Using ICU collations provides several advantages:
- Unlike operating system collations, they work the same on all operating systems.
- They allow you to create your own collations for use with PostgreSQL.
- From PostgreSQL v12 on, they allow you to use case- and accent-insensitive collations.
- They are versioned so that you notice if a new version of the ICU library changes a collation (which hopefully won’t happen often).
- There is a “language independent collation” which provides a best-effort language agnostic ordering.
From PostgreSQL v15 on, you are able to use ICU collations as default database collation.

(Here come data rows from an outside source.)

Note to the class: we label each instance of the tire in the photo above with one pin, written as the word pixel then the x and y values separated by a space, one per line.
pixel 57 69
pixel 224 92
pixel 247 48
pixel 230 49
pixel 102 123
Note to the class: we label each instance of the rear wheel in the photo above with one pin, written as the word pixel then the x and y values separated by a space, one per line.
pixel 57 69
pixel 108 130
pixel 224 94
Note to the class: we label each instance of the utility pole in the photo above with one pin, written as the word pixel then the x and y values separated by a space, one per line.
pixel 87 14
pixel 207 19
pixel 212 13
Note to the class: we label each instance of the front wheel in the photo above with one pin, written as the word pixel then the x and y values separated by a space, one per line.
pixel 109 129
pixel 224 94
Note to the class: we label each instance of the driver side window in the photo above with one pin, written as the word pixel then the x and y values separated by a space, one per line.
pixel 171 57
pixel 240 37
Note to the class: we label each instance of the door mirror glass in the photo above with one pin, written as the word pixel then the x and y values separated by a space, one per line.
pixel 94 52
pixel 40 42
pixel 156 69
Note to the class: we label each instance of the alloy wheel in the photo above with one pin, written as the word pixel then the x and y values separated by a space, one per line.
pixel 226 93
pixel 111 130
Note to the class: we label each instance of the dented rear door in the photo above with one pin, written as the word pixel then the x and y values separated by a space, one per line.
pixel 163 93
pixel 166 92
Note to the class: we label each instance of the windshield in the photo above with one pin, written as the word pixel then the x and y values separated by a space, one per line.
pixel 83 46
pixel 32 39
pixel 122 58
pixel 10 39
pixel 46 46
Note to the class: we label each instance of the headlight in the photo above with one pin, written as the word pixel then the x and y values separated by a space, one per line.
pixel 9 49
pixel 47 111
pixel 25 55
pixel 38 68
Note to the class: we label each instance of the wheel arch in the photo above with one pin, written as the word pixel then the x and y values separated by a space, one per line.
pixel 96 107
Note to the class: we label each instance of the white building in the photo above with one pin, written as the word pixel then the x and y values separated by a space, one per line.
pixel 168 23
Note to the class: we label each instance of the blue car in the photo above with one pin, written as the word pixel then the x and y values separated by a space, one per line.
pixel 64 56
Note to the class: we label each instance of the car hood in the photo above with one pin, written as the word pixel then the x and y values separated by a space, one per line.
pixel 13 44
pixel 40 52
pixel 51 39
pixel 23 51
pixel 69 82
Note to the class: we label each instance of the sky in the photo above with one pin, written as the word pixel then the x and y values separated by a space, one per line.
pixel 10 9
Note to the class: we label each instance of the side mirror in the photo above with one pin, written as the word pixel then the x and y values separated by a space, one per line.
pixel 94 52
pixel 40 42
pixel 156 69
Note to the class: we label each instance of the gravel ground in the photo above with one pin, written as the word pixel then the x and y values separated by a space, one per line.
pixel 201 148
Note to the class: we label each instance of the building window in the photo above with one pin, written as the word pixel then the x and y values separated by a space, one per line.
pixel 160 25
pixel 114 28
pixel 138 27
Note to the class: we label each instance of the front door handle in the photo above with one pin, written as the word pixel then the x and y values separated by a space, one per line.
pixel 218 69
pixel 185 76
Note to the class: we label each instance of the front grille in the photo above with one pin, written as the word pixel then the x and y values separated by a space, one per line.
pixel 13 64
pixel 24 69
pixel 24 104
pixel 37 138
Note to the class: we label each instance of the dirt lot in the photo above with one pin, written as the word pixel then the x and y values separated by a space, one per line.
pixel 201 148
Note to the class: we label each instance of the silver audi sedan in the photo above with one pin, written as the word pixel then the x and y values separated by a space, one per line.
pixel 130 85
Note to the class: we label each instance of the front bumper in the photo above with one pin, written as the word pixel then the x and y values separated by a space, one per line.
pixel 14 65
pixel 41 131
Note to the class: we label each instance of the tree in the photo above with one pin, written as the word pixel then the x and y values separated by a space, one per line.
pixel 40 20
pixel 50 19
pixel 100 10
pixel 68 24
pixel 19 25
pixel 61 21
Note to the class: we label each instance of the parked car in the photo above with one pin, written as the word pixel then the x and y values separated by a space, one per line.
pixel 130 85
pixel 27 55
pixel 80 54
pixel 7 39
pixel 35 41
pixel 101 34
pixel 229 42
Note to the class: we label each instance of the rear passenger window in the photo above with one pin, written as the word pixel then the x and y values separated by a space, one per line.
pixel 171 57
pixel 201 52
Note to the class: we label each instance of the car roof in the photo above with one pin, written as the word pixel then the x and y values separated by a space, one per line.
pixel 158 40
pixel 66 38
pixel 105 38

For that, you have to create the database with options like LOCALE_PROVIDER icu ICU_LOCALE "en-US-x-icu"
. With older PostgreSQL releases, you have to specify the ICU collation explicitly for each string column you create.
Understanding ICU collation names
If you run
SELECT * FROM pg_collation WHERE collprovider = 'i';
on a v10 or later database, you’ll get a long list of collations with names like “vai-Latn-LR-x-icu
”.
The “-x-icu
” is just a suffix that PostgreSQL adds so that you know at a glance that it is an ICU collation. The rest of the name is identical to the “collcollate” column (although that is not a requirement), which is the name of the ICU collation.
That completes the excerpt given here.